While the Euclidean algorithm calculates only the greatest common divisor (GCD) of two integers $a$ and $b$, the extended version also finds a way to represent GCD in terms of $a$ and $b$, i.e. coefficients $x$ and $y$ for which:

$$a \cdot x + b \cdot y = \gcd(a, b)$$

The changes to the original algorithm are very simple.
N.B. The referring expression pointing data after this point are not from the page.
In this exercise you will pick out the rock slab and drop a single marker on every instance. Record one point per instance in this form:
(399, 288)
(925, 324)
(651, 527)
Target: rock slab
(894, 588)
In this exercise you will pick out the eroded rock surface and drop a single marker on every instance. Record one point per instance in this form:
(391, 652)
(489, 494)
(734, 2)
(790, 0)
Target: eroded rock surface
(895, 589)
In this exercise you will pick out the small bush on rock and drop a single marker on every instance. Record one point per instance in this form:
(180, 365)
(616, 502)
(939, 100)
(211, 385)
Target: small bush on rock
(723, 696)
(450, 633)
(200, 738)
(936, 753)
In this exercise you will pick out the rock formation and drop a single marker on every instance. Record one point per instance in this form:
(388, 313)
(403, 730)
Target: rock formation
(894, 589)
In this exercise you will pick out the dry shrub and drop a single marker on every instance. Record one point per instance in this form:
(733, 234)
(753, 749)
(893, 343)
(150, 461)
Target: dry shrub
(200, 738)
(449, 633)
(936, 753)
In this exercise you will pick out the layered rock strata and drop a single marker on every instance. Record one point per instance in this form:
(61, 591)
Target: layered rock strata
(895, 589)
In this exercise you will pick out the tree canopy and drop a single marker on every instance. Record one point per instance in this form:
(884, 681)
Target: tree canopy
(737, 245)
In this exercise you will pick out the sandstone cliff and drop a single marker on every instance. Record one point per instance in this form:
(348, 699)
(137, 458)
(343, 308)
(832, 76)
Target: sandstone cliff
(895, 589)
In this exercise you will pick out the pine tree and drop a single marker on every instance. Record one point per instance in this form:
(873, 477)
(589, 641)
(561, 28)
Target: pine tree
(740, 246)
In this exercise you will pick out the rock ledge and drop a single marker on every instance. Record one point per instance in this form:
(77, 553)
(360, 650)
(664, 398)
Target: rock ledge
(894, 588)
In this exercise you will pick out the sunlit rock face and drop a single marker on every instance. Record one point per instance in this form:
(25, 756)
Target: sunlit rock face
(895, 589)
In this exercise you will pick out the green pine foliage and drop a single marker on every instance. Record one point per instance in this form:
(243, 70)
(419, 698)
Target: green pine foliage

All we need to do is to figure out how the coefficients $x$ and $y$ change during the transition from $(a, b)$ to $(b \bmod a, a)$.

Let us assume we found the coefficients $(x_1, y_1)$ for $(b \bmod a, a)$:

$$ (b \bmod a) \cdot x_1 + a \cdot y_1 = g$$

and we want to find the pair $(x, y)$ for $(a, b)$:

$$ a \cdot x + b \cdot y = g$$

We can represent $b \bmod a$ is:

$$ b \bmod a = b - \left\lfloor \frac{b}{a} \right\rfloor \cdot a$$

Substituting this expression in the coefficient equation of $(x_1, y_1)$ gives:

$$ g = (b \bmod a) \cdot x_1 + a \cdot y_1 = \left( b - \left\lfloor \frac{b}{a} \right\rfloor \cdot a \right) \cdot x_1 + a \cdot y_1$$

and after rearranging the terms:

$$g = b \cdot x_1 + a \cdot \left( y_1 - \left\lfloor \frac{b}{a} \right\rfloor \cdot x_1 \right)$$

We found the values of $x$ and $y$:

$$\begin{cases} x = y_1 - \left\lfloor \frac{b}{a} \right\rfloor \cdot x_1 \cr y = x_1 \end{cases} $$

```
int gcd(int a, int b, int & x, int & y) {
if (a == 0) {
x = 0;
y = 1;
return b;
}
int x1, y1;
int d = gcd(b % a, a, x1, y1);
x = y1 - (b / a) * x1;
y = x1;
return d;
}
```

The recursive function above returns the GCD and the values of coefficients to `x`

and `y`

(which are passed by reference to the function).

Base case for the recursion is $a = 0$, when the GCD equals $b$, so the coefficients $x$ and $y$ are $0$ and $1$, respectively. In all other cases the above formulas are used to re-calculate the coefficients on each iteration.

This implementation of extended Euclidean algorithm produces correct results for negative integers as well.